Le 6 février 1812, M. de Boulogne envoyait de Falaise au même ministre une supplique beaucoup plus humble.


« Est-ce donc là, s’écriait l’évêque de Troyes, que devaient se terminer quatre ans de succès flatteurs et de travaux utiles ? Serait-il vrai que toutes les rigueurs ne sont point encore épuisées, et que je sois encore condamné à voir la fin de mon honorable carrière attristée par le besoin ? Je ne puis le croire.

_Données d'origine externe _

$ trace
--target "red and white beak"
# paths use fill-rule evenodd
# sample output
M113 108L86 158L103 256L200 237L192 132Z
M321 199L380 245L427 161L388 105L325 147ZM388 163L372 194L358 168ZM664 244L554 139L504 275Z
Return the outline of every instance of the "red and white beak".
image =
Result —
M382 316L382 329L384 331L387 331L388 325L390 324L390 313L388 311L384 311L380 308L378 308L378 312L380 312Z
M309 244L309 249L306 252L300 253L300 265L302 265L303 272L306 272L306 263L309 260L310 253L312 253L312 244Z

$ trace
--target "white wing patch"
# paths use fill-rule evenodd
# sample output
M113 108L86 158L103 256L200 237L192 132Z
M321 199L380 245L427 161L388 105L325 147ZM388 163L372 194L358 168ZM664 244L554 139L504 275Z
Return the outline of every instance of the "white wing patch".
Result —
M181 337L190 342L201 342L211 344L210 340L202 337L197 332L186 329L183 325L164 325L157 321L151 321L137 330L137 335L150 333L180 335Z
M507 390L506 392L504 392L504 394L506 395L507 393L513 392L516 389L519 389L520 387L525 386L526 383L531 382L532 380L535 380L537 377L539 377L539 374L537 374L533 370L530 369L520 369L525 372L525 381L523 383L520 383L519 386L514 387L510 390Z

Non, jamais je ne croirai que sa majesté veuille mettre le comble à mes malheurs en m’enlevant mes moyens actuels de subsistance sans m’assurer un sort pour l’avenir. L’empereur est sans doute le maître de me retirer ses bonnes grâces, puisque j’ai eu le malheur de lui déplaire ; mais j’ose dire, avec tout le respect qui lui est dû et toute la confiance que m’inspire la magnanimité de son caractère, qu’il ne l’est pas de me dépouiller de tout sans me donner quelque dédommagement. Ce serait, je ne crains pas de l’avancer, une injustice qui n’est pas dans son cœur et qui ne serait pas moins opposée à la générosité de ses sentimens qu’à son amour pour la véritable gloire[2]. »


Quoi qu’en dise ici M. de Boulogne, la générosité envers ceux qu’il considérait comme des adversaires n’avait jamais fait partie des qualités de Napoléon. Le bon sens, une juste appréciation des obstacles que pouvait lui opposer la nature des questions engagées ou le caractère des hommes qui s’y trouvaient mêlés, l’avaient à ses débuts presque toujours guidé dans le maniement difficile des affaires religieuses ; mais ce temps heureux était passé. La raison ne le gouvernait plus ; c’était la passion qui l’emportait. Au dedans comme au dehors, il ne voulait plus dorénavant compter avec rien ni avec personne. Quoi de surprenant si, dans une pareille disposition d’esprit, alors qu’il n’hésitait point à se jeter dans la plus aventureuse expédition, et semblait courir tête baissée au-devant de la catastrophe qui allait détruire sa puissance militaire, il ne regardait pas davantage à prendre coup sur coup, avant de quitter la France, des mesures inutilement violentes, propres surtout à

  1. Lettre de Maurice de Broglie, ancien évêque de Gand, au ministre des cultes Beaune, 11 décembre 1811.
  2. Extrait d’une lettre de l’ancien évêque de Troyes au ministre des cultes, Falaise, 6 février 1812.